During Puppets and Puppets’ Fall 2022 runway show at New York Fashion Week on Sunday, Feb. 13, we saw some of the same bits of ingenuity: Carrots were strapped to a wooden bag, or the same coveted black bag swapped its cookies for little pumpkins instead. For her newest collection, Mark was thinking about witchcraft, covens, and powerful New Yorkers. The dark palette designs — a departure from previous shows — demonstrated that. Inky black knits, oversize long-sleeve tops, and tapestry coats and skirts covered in dogs were highlights of the show, to be sure. But there were also pieces that were a lot more commercial than collections past, such as sweaters branded with sequined logos and plenty of fall-worthy plaid.
“In past seasons, I’ve been really focused on story and putting things down a runway that were in line with whatever story I was trying to tell,” says Mark. During the early days of Puppets and Puppets, she looked at the brand like more of an art project, making one-offs of each piece for the show. “Now that I’m in production, things are being sold. I’m really looking at individual pieces and thinking like, ‘Do I want to own that?’ And sometimes I love the piece, but I don’t really want to own it. This season I'm really focusing on putting everything down a runway that I would wear myself.”
There was plenty of craft, too, an element that Mark prioritizes with her fine art background. “I’ll see a sculpture by a friend and be like, ‘That’s amazing. That would look really amazing in earring form,’” she recalls. Her ultimate goal through working with other artists? The ability to bring art into a commercial space. Mark was also inspired to move into art from fashion because she thinks it’s easier to make a statement. “Fashion is not a niche audience,” she says. “Fine art has a way of sometimes being more of a pretentious platform, and fashion is for everyone.”

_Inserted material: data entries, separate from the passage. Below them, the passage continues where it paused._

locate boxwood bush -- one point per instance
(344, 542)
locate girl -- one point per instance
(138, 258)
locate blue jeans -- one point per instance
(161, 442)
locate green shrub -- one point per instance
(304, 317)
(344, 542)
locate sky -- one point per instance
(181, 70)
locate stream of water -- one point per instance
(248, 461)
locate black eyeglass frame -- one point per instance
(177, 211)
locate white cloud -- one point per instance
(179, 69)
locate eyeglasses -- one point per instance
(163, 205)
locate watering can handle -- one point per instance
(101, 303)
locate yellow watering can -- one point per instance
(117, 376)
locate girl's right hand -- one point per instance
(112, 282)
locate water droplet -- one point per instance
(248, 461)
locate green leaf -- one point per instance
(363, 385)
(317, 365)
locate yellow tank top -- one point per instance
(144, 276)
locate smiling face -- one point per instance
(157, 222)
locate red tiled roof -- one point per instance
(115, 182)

While the early days of Puppets and Puppets may have challenged the idea of wearability, it now is about building a puzzle of how to integrate things that don’t necessarily seem wearable into the equation. “I think in the beginning there was more of critiquing fashion, but there was a big shift in the brand during the pandemic,” she says. “I went into production during the pandemic. But I think because we’ve already started that language, and it will always be part of the language.” One of her favorite examples of this is the label’s structured corset boning, a style that’s become an on-trend favorite over the past few seasons.
The other big draw of the brand? You can’t expect to attend a Puppets and Puppets show and not really feel like you’re truly at a performance. Whether that has to do with some of the overtly extreme pieces on the catwalk or the performance itself. At New York Fashion Week, a tap dancer clapped, tapped, and jumped his way through the Fall 2022 show on a raised platform in the middle of the venue. The talent’s sound was the only noise orchestrating the models walking.
“I love the high energy that happens at a show — and then it’s gone,” says Mark. “It’s this very experiential visceral thing. I always try to find ways to make the Puppets experience unique. I want you to escape yourself, at least for, like, nine minutes.”
“I hope that the things that I make and do make people kind of excited to be alive,” she adds with a laugh. “And I always want make things that feel like a forward movement.”